Abstract

Pennsylvanian and Lower Permian deposition in the Sutton-Schleicher area was controlled largely by the Concho arch on the east, the Midland basin on the west and the Val Verde basin on the south. The oldest Pennsylvanian rocks are limestones and dark shales of Bend age which are confined to depressions of tectonic and physiographic origin and are thickest in grabens belonging to the Fort Chadbourne fault system. Lower Strawn limestones continued to fill the depressions, gradually spreading out until by middle Strawn time the highest features had been covered, though local movement along the Fort Chadbourne faults continued throughout the Pennsylvanian period.

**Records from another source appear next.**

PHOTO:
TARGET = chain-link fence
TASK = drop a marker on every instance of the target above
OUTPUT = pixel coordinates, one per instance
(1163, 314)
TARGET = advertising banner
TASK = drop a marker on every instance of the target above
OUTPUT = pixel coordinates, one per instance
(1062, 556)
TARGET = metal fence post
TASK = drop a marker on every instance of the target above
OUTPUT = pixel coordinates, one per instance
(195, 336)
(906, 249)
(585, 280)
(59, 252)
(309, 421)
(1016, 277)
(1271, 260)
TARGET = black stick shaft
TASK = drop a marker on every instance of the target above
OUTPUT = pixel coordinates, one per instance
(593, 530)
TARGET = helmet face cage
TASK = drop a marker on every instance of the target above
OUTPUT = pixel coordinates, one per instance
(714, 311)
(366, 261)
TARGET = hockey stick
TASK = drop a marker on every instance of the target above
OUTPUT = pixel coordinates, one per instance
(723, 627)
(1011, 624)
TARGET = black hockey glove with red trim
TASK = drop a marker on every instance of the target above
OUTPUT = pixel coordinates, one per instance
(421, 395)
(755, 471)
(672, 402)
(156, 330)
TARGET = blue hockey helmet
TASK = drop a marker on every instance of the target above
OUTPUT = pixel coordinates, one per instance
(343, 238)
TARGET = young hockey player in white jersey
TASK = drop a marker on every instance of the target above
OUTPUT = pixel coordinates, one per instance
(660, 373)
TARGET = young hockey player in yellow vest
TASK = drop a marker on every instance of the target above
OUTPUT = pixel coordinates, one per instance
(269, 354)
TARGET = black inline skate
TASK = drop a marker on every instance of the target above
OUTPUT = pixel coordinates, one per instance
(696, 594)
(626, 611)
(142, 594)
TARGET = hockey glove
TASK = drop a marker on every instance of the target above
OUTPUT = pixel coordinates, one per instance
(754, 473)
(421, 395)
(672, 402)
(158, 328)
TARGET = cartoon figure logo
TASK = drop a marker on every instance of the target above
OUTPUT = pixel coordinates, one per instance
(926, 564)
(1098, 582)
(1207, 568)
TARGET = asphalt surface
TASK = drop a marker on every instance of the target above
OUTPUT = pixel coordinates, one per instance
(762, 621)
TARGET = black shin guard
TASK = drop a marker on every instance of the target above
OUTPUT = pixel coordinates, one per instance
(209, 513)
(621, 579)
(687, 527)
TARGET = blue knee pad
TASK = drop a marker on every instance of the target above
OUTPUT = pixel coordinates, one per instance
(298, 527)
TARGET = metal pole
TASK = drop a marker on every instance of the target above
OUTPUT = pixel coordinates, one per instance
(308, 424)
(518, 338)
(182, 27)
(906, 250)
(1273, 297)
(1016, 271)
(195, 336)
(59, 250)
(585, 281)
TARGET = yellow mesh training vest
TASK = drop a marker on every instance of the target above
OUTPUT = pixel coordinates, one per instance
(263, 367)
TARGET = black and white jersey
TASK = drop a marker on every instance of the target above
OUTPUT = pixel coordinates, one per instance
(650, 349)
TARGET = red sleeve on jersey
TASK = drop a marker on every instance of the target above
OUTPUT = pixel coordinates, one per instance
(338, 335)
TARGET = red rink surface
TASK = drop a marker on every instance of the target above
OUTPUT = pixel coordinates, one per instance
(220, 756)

Four distinct sedimentary facies of the upper Strawn are recognized, beginning on the east with: (1) bedded shelf imestones intercalated with gray and red shales, (2) a back-reef black shale facies, (3) a barrier-type reef, and (4) the Midland basin black shale facies on the west. The nature and origin of the reefs are discussed and the conclusion reached that though probably true reefs, not all requirements in the strictest definition of the term can be demonstrated. The terms unda, clino, and fondo are used to describe the sedimentary environments associated with the starved Midland basin during the late Strawn, Canyon, and Cisco epochs. Bedded limestones of the undaform, synonymous with the Concho platform, become biostromal and thicken at the top of the clinoform before they thin and disappear abruptly on the slope. Canyon and Cisco dark shales and sandstones in the starved Midland basin are as little as one-third as thick as their platform equivalents, but in the Wolfcamp the condition is reversed, with thicker deposition in the basin.